Burkina Faso aumenta el acceso al agua potable

05 octubre 2010

Un ambicioso esfuerzo del gobierno para proveer recursos hídricos ha permitido que dos tercios de los 15 millones de habitantes de Burkina Faso tengan acceso al agua potable; un impresionante progreso si se tienen en cuenta que hace dos décadas sólo un quinto de la población podía acceder a este recurso.  

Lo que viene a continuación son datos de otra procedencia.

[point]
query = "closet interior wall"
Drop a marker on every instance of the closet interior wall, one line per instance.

A pesar de ser un país enclavado y estar sometido a las inclemencias climáticas, Burkina Faso ha pasado una legislación para la gestión integrada de los recursos hídricos, que junto con la adopción de un plan de acción, ha logrado que se aumente la tasa nacional de acceso al agua potable del 18,3% en 1993 al 66,3% en 2007.

Las reformas gubernamentales de los últimos 10 años han reducido a la mitad el costo de conectar áreas semi-urbanas y rurales a la infra-estructura hídrica. De esta manera, la red de abastecimiento de agua potable, que era de 881 kilómetros en 1986, ha alcanzado los 3.129 kilómetros en 2004.

Proveer acceso al agua potable hace parte de los Objetivos de Desarrollo del Milenio (ODM), ocho metas diseñadas a reducir la pobreza, el hambre, la mortandad infantil y materna, las enfermedades, la desigualdad de género y la degradación medio ambiental para el 2015.
Como parte de la hoja de ruta para alcanzar los ODM, el gobierno lanzó un programa de acceso al agua potable y sanidad entre el 2006 y 2007 que tuvo como resultado la excavación de 1882 nuevos pozos de agua.

"Estos esfuerzos merecen ser reconocidos y fomentados" afirma Pascal Karorero, Coordinador Residente del Sistema de las Naciones Unidas en Burkina Faso. "Con razón, su reconocimiento por parte de las Naciones Unidas se ha traducido recientemente en la nominación del país a los premios ODM en el ámbito del acceso al agua potable".

Mientras que Burkina Faso ha alcanzado el objetivo sobre el acceso al agua potable para el 2015, la falta de capacidades para gestionar los puntos de agua ha tenido por resultado el que una cuarta parte de los pozos perforados no estén en operación.

En las zonas urbanas donde hay poca lluvia, el acceso al agua es limitado y junto a la presión que ejerce el crecimiento de la población, la rápida urbanización y los salarios bajos, el progreso hacia las otras metas del Milenio se ve negativamente impactado.